I finally have a free day with no big demands. It's grey and cold outside. Do you prefer "grey" or "gray". I go back and forth. I'm reading "The Agony and the Ecstasy" by Irving Stone. It is amazing! It's about Michelangelo. It shows what a genius he is, and also what a genius Irving Stone is. Both get that beauty and art are both gifts from God.
I'm in the middle of producing the 2009 Ultimate Wedding Planning Show. I don't want to do it. I've asked managment to hire another producer. The person they have asked is too afraid to do it, so I'm stuck. But I'm trying to stand strong. I don't need the work, and I really think the show could use a fresh approach.
I have lots of things I want to write about. See, this is the bottom line. I don't want to produce lame local specials anymore. They are so time consuming. What I really want to do is write books. That's why I'm writing here. To at least start the juices flowing. I don't really want to be so narcissistic as to think my daily trivial triflings are of any interest to anyone but myself, but I feel like I need to commit to writing. Plus, I did get a little jealous when I heard some ladies at church say they were reading each other's blogs! What? I'm the writer. Why don't I have a blog? I know it's small and immature of me. But what can I say. At least, I'm honest enough to say it.

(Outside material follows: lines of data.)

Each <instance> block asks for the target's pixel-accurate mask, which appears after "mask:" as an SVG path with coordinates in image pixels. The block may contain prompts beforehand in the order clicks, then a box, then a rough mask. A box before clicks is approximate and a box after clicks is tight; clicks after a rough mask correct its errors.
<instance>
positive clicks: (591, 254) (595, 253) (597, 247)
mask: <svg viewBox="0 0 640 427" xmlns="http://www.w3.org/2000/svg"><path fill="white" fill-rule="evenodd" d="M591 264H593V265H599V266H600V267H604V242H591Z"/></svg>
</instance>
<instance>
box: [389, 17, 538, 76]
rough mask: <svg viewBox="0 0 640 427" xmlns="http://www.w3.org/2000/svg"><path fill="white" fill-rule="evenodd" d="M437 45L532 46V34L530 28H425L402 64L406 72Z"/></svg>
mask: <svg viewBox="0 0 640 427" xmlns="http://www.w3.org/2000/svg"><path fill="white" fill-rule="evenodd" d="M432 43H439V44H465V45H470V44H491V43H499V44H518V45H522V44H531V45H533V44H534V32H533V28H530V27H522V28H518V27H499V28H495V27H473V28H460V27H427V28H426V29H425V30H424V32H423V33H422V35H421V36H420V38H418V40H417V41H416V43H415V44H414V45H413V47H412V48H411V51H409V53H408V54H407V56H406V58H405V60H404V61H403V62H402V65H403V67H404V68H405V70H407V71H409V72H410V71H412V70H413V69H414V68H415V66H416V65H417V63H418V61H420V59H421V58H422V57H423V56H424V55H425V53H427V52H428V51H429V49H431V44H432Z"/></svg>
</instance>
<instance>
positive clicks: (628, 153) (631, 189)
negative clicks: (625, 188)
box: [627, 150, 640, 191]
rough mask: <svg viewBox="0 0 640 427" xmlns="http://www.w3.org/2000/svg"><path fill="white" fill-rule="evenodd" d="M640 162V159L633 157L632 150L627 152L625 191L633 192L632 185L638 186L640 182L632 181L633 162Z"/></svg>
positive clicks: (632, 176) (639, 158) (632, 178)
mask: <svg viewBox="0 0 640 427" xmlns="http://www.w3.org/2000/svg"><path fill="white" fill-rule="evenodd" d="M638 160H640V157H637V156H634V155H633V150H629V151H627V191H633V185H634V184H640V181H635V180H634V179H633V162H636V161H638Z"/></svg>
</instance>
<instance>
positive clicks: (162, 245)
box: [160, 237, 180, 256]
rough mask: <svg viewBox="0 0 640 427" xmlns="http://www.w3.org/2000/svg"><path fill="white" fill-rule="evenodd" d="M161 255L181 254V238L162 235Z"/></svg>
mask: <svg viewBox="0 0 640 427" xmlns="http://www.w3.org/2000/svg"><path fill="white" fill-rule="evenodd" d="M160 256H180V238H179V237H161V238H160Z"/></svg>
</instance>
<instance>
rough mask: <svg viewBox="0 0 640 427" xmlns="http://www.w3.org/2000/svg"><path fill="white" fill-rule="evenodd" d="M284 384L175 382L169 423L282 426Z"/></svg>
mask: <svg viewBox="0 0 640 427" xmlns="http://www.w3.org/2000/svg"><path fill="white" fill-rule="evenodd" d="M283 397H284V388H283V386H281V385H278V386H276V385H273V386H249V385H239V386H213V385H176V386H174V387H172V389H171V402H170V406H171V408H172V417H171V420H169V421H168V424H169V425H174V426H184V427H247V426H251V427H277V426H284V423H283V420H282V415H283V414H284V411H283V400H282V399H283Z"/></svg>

I do think the things I do at work are taking time away from what I really should be doing. I have moments of inpsiration when I know exactly what I should write and then other times I think everything I have to say is just stupid. So at least I'm committing to writing SOMETHING!

Getting back to my title... Winter is not a good place for me. I like about two weeks of it. The two weeks right before Christmas, the first good snowstorm, a little snuggling up in front of the fire. BUT THAT's IT. It seems like a dead time of the year. Everything is so grey, gray and greay. It affects my mood and makes lack luster in all that I do. The only reason I have energy today is because I know I don't have to teach Seminary tomorrow. It's a day off for one of the school districts, so we have a day off tomorrow.

We have a little situation with one of our kids today, who when he/she returns home is about to find out he/she is so grounded for about ten years. I don't know how to handle these teenager issues. I feel like such a pushover sometimes. I know how to feel. I am disappointed by the behavior. But what can I say. I made huge mistakes in my youth and I figured it all out eventually. So what do I say?Do I just show love? Do I kick butt? I go between anger and sadness and disappointment to guilt about working. The list goes on and on. I have been reallyt trying not to work so much - hence tryng to get out of the Wedding Show, and I am most most days before the kids get home. So what else can I do. I push us all to have family home evening. I teach seminary. We've read the scriptures, we have family prayer every day. What else can I do?